Dopo la Tunisia e l’Egitto, questo fine settimana è stato il turno della Libia. Circa il 66% dei cittadini aventi diritto al voto si è recato alle urne per eleggere i 200 membri che formeranno l’Assemblea Costituente: sono le prime elezioni libere da 60 anni, dopo 42 anni di dittatura sotto il Rais Muahammar Gheddafi. Il Congresso nazionale generale dovrà nominare entro due mesi un premier e un governo oltre a presentare una bozza della nuova costituzione.
Secondo i primi scrutini, il partito in testa è l’Alleanza delle Forze nazionali (Afn), un’unione di oltre 60 partiti capeggiati da Mahmoud Jibril, il primo ministro che, dalla caduta del Rais, guida il Consiglio nazionale di Transizione (Cnt). “Nelle elezioni di sabato non ci sono stati né vincitori né vinti. La Libia è l’unica vincitrice”, ha detto il premier Jibril durante una conferenza stampa in nottata. Jibril è sostenuto dai paesi occidentali nonostante non si definisca né liberale né laico e rivendichi con ardore che tra i suoi principi ci sono anche quelli della legge islamica. Tuttavia è decisamente più moderato rispetto ai suoi oppositori, i più radicali Fratelli musulmani. Ma grazie all’appoggio che potrebbe ricevere dai partiti più apertamente islamici, questa mattina Jibril ha lanciato un appello ai circa 150 partiti che compongono attualmente la geografia politica del paese nordafricano affinché sostengano un governo di grande coalizione. Per il momento però, i partiti a orientamento religioso non hanno risposto all’appello di Jibril in attesa dei risultati del voto che saranno noti entro questa sera.
Dalla morte di Gheddafi, lo scorso 20 ottobre, il Consiglio nazionale di Transizione ha avuto diverse difficoltà nel mantenere la sicurezza e affrontare le richieste di autonomia regionali, soprattutto dalla Cirenaica, l’area più controversa perché la più povera del Paese ma la più ricca di petrolio. Al nuovo governo dunque spettano diverse sfide:
Potere dei militari – Molti ex-ribelli, che hanno aiutato a far cadere Gheddafi, adesso utilizzano le armi per ottenere vantaggi politici. Il disarmo della popolazione e l’integrazione di queste forze in un contesto civile sarà uno dei primi compiti del nuovo governo.
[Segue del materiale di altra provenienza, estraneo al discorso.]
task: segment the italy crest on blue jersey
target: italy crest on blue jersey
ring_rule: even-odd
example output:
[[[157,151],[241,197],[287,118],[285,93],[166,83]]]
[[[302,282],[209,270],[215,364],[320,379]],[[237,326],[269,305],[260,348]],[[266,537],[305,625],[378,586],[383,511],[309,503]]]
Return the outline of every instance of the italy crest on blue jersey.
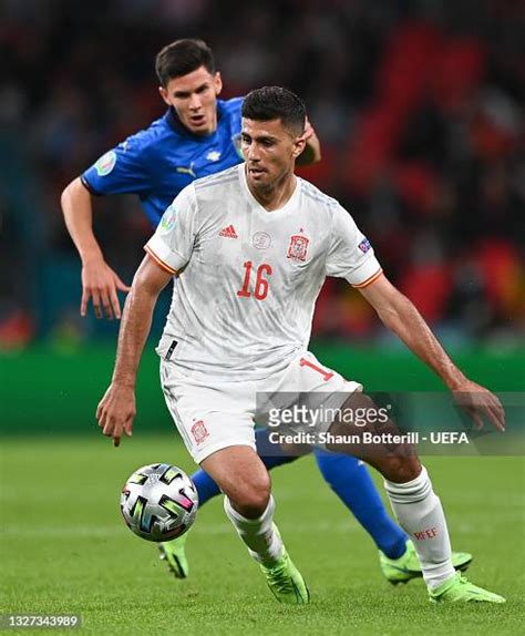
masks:
[[[217,130],[203,136],[187,131],[169,109],[147,129],[103,154],[81,175],[82,183],[95,195],[138,195],[156,227],[173,199],[194,179],[243,162],[243,100],[217,100]]]

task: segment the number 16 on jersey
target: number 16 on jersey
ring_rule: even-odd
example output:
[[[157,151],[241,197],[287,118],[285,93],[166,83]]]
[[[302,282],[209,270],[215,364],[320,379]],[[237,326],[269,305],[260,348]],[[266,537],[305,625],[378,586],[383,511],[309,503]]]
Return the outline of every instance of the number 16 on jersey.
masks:
[[[262,263],[262,265],[259,265],[259,267],[257,267],[257,271],[255,275],[255,286],[253,291],[250,291],[251,288],[250,284],[251,284],[251,270],[254,268],[254,264],[251,263],[251,260],[246,260],[243,264],[243,267],[245,268],[245,279],[243,283],[243,288],[237,291],[237,296],[239,296],[240,298],[250,298],[251,296],[254,296],[254,298],[256,298],[257,300],[264,300],[268,296],[268,291],[270,288],[267,277],[271,276],[272,273],[271,265]]]

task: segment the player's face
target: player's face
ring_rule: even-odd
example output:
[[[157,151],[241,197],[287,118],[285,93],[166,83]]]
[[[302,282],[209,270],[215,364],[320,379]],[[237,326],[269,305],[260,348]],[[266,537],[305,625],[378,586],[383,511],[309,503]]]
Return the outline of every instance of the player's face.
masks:
[[[212,74],[205,66],[199,66],[187,75],[169,80],[159,92],[189,132],[208,135],[217,129],[217,95],[222,88],[220,73]]]
[[[280,120],[244,117],[240,139],[248,184],[259,192],[277,187],[294,174],[295,160],[305,150],[302,136],[294,135]]]

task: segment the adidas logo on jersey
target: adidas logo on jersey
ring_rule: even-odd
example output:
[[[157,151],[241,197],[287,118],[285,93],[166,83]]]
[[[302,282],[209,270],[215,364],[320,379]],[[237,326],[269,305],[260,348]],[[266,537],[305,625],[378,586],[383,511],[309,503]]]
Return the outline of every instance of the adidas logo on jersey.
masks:
[[[235,232],[235,227],[233,225],[228,225],[219,232],[219,236],[224,236],[225,238],[238,238],[237,233]]]

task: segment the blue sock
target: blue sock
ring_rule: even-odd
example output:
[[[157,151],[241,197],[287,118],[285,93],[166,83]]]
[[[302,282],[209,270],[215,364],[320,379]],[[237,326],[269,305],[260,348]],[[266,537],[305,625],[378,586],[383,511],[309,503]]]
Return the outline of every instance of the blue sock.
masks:
[[[389,558],[404,554],[406,534],[388,514],[367,466],[350,455],[315,449],[317,465],[330,488]]]
[[[257,452],[269,471],[276,466],[288,464],[299,459],[295,455],[285,454],[278,444],[272,444],[269,441],[268,429],[256,429],[255,442],[257,444]],[[197,489],[199,506],[220,493],[219,486],[203,469],[199,469],[192,475],[192,481]]]

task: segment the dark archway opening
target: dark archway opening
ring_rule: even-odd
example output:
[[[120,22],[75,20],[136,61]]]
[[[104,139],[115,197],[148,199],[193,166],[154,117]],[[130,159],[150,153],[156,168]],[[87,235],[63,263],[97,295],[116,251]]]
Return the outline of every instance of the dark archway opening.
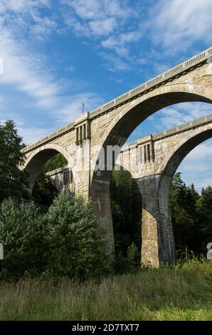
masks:
[[[141,249],[142,195],[136,180],[129,171],[119,167],[112,175],[110,202],[115,254],[127,257],[129,247]]]
[[[67,163],[65,157],[58,152],[55,152],[54,155],[46,162],[45,160],[41,161],[40,172],[34,181],[31,196],[43,212],[48,210],[60,192],[48,172],[60,169]]]
[[[186,185],[180,172],[176,172],[180,171],[179,166],[188,154],[211,135],[211,130],[206,130],[179,148],[169,160],[161,180],[160,205],[166,206],[167,202],[169,206],[178,259],[205,257],[206,245],[212,240],[211,184],[197,192],[195,183]],[[196,162],[197,165],[198,163]]]

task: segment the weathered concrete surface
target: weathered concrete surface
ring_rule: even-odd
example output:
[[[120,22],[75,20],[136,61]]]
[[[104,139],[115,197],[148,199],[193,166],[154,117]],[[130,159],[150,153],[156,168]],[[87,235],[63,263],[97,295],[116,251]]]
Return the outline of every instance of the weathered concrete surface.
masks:
[[[38,174],[49,158],[55,152],[61,153],[68,160],[68,168],[73,172],[75,192],[80,192],[87,198],[92,198],[99,224],[104,226],[108,232],[108,247],[112,250],[114,243],[110,199],[112,170],[95,171],[101,150],[106,150],[110,145],[123,145],[129,134],[141,122],[164,107],[185,101],[211,103],[211,56],[212,48],[131,90],[92,113],[81,115],[74,123],[26,148],[23,150],[26,157],[24,168],[31,175],[30,188],[33,188]],[[171,148],[175,148],[176,150],[177,148],[176,141],[183,144],[181,138],[184,136],[181,133],[180,134],[173,140],[172,144],[170,142],[170,145],[165,143],[165,141],[161,146],[154,143],[154,150],[150,148],[152,141],[149,140],[147,145],[149,145],[149,147],[147,146],[147,150],[145,149],[146,162],[143,167],[143,174],[138,175],[141,187],[143,187],[141,178],[147,175],[160,175],[164,170],[166,172],[163,180],[166,179],[166,182],[159,178],[157,185],[169,185],[170,171],[174,169],[175,161],[179,162],[183,154],[179,153],[166,169],[166,160],[164,160],[163,155],[166,154],[167,158],[169,155],[171,159]],[[186,145],[184,148],[184,152],[188,150]],[[155,156],[154,164],[152,164],[152,155]],[[106,163],[107,158],[105,164]],[[167,215],[169,206],[162,195],[166,194],[164,190],[166,187],[161,189],[158,186],[154,191],[154,193],[157,192],[156,197],[159,197],[157,199],[161,205],[148,205],[152,212],[156,212],[150,213],[147,205],[147,209],[144,209],[147,211],[144,212],[144,218],[147,217],[147,223],[143,223],[144,226],[147,226],[147,234],[143,236],[143,245],[146,245],[146,249],[142,251],[142,260],[154,265],[163,260],[169,261],[174,254],[172,250],[174,242],[171,228],[166,232],[166,228],[164,227],[169,226],[170,220]],[[147,195],[149,192],[146,192],[147,199],[149,199],[150,195]],[[146,202],[148,203],[147,200]],[[161,220],[165,223],[159,223]],[[151,230],[148,228],[150,226]],[[164,247],[164,244],[166,247]]]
Richieste di autonomia – Dalla caduta di Gheddafi, etnie e fazioni tribali hanno paralizzato la Libia chiedendo maggiori poteri e, in alcuni casi addirittura la secessione dal Paese. Il governo dovrà trovare il modo di compensare queste richieste. Secondo gli ultimmi sondaggi i rappresentanti cirenaici sono 61 rispetto ai 101 della Tripolitania e bisogna vedere se questo non scatenerà tensioni nel nuovo Parlamento.
Sicurezza – Il governo dovrà impegnarsi a istituire e a far rispettare uno stato di diritto in grado di costruire un sistema legale che garantisca il normale svolgimento dell’economia e la risoluzione delle dispute (anche a livello economico)
Economia – Punto importante per l’Italia che è uno dei maggiori partner commerciali del Paese, il nuovo governo dovrà far tornare in moto l’economia libica. La Libia, essendo il quindo maggiore produttore di petrolio al mondo, potrebbe facilmente attirare enormi flussi di capitali stranieri.